Talk is better than warfare

In the currently divided U.S. political climate, even good news is drowned in a hail of criticism.

There is one very basic fact that needs to be remembered before all else is said about the meeting between President Trump and North Korean leader Kim Jong Un: It happened.

The president of the United States and the supreme leader of the reclusive nation that has been in a technical state of war since the early 1950s met face to face.

Former President Clinton met with Kim Jong Un’s father, Kim Jong Il in 2009. Former President Jimmy Carter met with Jong Il.

But this was an actual summit, an attempt to move the relationship between the nations from the stalemate that has existed since the ceasefire of the Korean War in July 1953 and tipped from hot to cold to warm over and again in the nearly 65 years since.

Was there full and formal agreement to do anything? Should there have been?

It was one meeting. One very important meeting, but just one meeting. It could lead to more, which is the hope of the South Koreans and the backers of North Korea led by the Chinese.

What hasn’t changed is the ability of the Kims to manipulate through promises, get what they want and then return North Korea to its former bellicose footing.

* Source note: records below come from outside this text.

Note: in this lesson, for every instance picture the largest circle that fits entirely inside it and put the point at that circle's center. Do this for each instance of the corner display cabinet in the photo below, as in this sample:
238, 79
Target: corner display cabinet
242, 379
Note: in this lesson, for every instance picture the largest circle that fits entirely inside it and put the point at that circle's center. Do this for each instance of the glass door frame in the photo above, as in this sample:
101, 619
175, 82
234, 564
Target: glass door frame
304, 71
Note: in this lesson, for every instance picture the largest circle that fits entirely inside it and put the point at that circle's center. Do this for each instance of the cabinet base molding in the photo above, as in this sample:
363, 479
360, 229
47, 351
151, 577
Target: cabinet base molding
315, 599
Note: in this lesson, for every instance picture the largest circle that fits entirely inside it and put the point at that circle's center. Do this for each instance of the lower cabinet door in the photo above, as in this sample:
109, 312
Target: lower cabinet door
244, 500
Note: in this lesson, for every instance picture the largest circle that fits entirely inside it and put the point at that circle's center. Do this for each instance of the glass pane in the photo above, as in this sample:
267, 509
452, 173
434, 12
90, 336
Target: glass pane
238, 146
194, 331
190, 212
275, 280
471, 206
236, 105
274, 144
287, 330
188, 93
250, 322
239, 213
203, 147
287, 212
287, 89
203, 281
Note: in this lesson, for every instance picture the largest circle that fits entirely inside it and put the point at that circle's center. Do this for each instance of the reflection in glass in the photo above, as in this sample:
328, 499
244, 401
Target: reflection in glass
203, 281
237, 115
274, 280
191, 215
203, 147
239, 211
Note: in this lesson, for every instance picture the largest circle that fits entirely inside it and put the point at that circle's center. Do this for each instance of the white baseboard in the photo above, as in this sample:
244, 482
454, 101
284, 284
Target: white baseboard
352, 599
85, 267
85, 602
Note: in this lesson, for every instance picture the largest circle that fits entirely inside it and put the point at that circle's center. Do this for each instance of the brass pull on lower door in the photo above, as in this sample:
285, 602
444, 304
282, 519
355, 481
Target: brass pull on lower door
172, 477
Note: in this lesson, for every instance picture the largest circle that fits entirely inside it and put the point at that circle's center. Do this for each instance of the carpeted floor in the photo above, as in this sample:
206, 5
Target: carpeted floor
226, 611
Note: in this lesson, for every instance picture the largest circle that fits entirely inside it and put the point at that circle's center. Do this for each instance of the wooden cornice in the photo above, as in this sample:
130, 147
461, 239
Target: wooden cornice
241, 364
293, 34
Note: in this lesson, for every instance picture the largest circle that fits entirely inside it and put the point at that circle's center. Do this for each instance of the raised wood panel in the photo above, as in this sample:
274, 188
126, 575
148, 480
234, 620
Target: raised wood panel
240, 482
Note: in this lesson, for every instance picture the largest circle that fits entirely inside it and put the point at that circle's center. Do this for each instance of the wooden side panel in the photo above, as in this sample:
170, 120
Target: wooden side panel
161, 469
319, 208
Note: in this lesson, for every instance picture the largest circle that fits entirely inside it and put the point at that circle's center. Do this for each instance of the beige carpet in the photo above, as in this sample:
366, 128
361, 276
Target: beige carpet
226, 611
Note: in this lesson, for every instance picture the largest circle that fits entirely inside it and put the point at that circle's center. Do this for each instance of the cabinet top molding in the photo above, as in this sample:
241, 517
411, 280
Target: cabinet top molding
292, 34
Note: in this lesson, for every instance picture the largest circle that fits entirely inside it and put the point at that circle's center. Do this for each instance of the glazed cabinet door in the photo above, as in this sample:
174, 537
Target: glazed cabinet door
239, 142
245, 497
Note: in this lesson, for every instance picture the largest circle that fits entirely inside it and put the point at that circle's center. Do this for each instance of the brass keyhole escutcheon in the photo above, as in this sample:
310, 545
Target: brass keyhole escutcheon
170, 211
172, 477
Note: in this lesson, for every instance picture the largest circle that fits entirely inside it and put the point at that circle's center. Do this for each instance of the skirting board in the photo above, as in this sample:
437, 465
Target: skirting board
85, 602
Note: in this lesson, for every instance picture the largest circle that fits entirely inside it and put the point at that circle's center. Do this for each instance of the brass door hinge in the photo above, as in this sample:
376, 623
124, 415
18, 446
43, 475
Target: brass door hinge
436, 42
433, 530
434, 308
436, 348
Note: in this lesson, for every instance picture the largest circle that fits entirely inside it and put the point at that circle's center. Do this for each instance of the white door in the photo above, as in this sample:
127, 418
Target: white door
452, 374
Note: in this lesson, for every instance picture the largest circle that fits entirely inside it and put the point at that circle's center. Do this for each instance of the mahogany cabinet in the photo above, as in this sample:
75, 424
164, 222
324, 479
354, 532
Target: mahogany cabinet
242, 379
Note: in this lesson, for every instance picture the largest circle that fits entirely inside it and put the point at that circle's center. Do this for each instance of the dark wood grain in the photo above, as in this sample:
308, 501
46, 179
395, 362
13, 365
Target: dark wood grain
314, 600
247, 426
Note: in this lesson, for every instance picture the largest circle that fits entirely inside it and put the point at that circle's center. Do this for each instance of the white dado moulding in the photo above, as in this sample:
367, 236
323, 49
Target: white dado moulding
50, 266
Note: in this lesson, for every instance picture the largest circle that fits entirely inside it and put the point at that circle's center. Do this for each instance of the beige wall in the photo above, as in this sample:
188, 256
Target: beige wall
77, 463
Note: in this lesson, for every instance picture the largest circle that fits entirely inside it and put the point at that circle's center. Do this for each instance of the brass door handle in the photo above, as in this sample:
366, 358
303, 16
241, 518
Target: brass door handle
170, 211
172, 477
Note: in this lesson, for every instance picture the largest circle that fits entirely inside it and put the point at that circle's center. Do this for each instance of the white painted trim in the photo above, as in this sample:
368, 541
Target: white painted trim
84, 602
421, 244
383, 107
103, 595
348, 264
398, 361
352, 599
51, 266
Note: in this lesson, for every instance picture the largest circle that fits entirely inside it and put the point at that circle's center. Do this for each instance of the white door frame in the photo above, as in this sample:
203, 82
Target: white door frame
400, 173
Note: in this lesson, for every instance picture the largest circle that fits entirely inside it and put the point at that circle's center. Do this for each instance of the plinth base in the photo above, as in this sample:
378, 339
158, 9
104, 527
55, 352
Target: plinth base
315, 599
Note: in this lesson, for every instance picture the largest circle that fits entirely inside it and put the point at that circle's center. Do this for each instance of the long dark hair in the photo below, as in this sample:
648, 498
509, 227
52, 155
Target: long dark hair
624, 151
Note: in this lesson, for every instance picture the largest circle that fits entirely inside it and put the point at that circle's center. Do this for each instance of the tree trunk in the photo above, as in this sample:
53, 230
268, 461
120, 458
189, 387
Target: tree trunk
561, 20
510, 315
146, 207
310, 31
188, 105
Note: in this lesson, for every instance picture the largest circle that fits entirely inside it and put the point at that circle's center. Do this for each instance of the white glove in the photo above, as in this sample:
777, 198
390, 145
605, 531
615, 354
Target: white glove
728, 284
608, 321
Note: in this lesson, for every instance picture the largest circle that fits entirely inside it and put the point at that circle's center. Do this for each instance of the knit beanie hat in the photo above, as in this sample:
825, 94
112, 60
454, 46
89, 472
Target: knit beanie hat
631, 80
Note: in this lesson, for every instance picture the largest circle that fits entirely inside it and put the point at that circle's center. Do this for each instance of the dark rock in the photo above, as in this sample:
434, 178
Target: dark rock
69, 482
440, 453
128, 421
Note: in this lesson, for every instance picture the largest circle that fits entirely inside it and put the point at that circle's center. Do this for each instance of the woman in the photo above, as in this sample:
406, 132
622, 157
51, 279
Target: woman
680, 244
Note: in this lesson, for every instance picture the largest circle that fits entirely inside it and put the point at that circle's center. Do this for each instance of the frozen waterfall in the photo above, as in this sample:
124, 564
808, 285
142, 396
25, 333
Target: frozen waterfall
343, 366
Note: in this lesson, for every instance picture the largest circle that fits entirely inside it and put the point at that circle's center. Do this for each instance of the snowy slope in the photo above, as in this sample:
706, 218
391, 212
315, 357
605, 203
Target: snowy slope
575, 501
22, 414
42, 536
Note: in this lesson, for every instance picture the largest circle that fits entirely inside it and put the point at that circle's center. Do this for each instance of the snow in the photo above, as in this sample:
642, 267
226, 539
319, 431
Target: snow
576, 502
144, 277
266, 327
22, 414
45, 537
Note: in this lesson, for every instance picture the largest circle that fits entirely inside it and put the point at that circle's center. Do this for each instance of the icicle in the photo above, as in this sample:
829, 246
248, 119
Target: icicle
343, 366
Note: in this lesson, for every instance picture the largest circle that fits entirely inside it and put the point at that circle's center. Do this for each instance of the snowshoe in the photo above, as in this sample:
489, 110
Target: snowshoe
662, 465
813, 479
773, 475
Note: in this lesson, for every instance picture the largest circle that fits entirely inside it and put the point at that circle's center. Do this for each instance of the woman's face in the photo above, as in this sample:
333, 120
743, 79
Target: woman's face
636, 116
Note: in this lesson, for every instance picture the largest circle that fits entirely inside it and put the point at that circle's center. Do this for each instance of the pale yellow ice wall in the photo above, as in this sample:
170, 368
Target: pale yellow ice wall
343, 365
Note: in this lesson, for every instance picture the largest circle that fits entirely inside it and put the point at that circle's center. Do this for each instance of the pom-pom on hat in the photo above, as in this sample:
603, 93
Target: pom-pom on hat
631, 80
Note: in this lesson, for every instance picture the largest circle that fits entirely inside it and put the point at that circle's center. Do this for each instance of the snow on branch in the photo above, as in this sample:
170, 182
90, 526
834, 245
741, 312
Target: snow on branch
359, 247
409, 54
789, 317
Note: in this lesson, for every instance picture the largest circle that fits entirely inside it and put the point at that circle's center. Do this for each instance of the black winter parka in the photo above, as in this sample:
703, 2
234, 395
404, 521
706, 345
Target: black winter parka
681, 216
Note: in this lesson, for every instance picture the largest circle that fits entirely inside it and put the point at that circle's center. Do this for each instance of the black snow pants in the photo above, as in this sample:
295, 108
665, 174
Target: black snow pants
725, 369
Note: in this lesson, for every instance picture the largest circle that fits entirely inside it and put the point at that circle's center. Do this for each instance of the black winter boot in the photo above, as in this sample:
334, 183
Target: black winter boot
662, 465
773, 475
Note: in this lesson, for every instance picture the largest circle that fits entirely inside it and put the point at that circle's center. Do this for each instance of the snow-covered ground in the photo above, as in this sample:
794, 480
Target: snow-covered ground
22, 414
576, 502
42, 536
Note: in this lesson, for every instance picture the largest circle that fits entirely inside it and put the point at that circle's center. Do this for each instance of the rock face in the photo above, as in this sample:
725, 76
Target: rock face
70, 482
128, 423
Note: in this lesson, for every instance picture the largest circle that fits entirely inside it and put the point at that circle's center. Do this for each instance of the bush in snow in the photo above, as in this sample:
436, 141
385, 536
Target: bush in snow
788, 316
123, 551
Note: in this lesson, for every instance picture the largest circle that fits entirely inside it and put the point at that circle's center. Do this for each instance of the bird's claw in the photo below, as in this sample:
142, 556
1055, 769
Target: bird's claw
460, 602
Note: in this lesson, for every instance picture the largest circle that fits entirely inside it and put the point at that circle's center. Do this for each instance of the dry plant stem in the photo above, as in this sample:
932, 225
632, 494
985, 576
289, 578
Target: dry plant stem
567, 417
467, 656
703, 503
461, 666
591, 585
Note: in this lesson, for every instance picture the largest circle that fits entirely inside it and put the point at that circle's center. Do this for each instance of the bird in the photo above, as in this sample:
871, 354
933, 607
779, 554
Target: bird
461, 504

What hasn’t changed is North Korea’s dismal human rights record.

While the Reagan-Gorbachev summit in Iceland in 1986 comes to mind, it must be remembered that there are major differences. Gorbachev put the Soviet Union’s human rights record on the table. President Reagan didn’t give up on the missile defense system. And the last nuclear warhead in the world wasn’t destroyed, despite the dream of the leaders of the world’s two superpowers at the time.

And the Cold War continues to reheat now after a generation of leadership changes in both of the former superpowers, complicated with the rise of the economic powerhouse in China, which certainly wants to flex its muscle on the world stage, too.

So, Trump has made a few fully revocable promises regarding joint war exercises with South Korea. He and Kim have expressed a willingness to continue talking, as diplomats work to flesh out the details of the direction the summit indicated.

It’s not lasting change. Yet. But the meeting happened. And that means two nations are talking. And that’s better than pointing guns and nuclear-tipped spears at one another.